La stratégie du petit poisson qui entre dans le gros pour
le dévorer de l'intérieur... n'a pas encore fait toutes
ses preuves.
François Brune.
(1) A ce titre du journal répond la citation de publicitaires
qui déclarent : « Les antipub nous obligent à
être meilleurs. »
(2) Contrairement à ce que déclame le (très
involontairement) cocasse point de vue de Robert Redeker, «
L'antipublicité, ou la haine de la gaieté »,
Le Monde, 11-12 avril 2004.
(3) Cf. « De l'organisation de la résistance »,
Le Monde diplomatique, mai 2001, et plus généralement
le dossier « La pieuvre publicitaire » dans le même
numéro.
(4) Libération, 10 mars 2004.
(5) Technikart, février 2004. A l'opposé de ce «
free style » célébré comme « corps-à-corps
concret et rhizomatique » ( !), se situent des essais critiques
qui, faute d'avoir été lus, sont assimilés
à une dénonciation « curetonne, incantatoire
et finalement pas très efficace ». Le journaliste précise
: « Notre rapport à la publicité est beaucoup
trop intime, ambigu, pour qu'on se contente de pamphlets unilatéraux,
gris, moralisants. » D'autant plus intime, sans doute, que
la revue Technikart croule sous le poids d'une publicité
qu'on peine parfois à distinguer des articles...

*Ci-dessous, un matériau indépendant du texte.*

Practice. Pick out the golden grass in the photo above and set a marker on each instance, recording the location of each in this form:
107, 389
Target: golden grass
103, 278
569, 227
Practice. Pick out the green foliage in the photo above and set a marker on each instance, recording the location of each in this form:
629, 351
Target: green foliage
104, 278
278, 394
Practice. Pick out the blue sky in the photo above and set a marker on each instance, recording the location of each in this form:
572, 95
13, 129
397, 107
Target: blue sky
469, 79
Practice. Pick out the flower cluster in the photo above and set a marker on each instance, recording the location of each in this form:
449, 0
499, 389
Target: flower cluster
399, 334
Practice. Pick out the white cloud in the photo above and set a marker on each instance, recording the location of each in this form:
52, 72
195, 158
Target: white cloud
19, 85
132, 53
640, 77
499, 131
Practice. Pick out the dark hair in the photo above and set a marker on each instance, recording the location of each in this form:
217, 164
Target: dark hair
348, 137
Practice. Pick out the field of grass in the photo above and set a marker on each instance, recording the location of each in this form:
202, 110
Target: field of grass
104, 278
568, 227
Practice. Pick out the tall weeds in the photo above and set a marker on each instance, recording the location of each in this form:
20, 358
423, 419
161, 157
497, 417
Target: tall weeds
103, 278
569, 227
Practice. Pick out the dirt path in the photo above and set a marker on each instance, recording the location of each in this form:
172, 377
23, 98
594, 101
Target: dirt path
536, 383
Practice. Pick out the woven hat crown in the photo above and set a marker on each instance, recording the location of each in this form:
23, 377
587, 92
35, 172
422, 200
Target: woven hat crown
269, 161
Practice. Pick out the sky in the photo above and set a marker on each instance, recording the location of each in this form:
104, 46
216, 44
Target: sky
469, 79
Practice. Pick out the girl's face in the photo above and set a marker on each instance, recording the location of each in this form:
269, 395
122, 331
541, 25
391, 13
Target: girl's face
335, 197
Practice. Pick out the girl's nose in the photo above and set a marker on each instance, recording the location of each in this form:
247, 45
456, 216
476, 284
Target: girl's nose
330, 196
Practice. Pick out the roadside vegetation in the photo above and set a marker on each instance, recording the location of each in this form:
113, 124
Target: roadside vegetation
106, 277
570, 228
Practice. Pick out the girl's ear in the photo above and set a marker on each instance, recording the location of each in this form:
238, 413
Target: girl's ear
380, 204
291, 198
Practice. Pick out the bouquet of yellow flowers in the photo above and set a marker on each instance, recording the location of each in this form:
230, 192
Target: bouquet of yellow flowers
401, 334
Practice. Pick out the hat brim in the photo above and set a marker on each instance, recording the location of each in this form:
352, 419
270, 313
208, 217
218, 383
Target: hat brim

(6) Casseurs de pub a donc refusé de participer au «
débat » organisé le 18 mars 2004 par Agir sur
l'environnement, sur le thème « La pub véhicule
un message polluant », où devait participer Frédéric
Beigbeder, ex-publicitaire repenti qui se charge de la publicité
télévisée de Flammarion. Casseurs de pub a
également déploré que la défense des
soixante-deux barbouilleurs du métro ait cru bon, pour des
raisons médiatiques, d'appeler Frédéric Beigbeder
à témoigner au procès, conjointement avec le
photographe Oliviero Toscani, « ex-publicitaire de Benetton
qui a instrumentalisé de la manière la plus écoeurante
qui soit toute la détresse du monde ».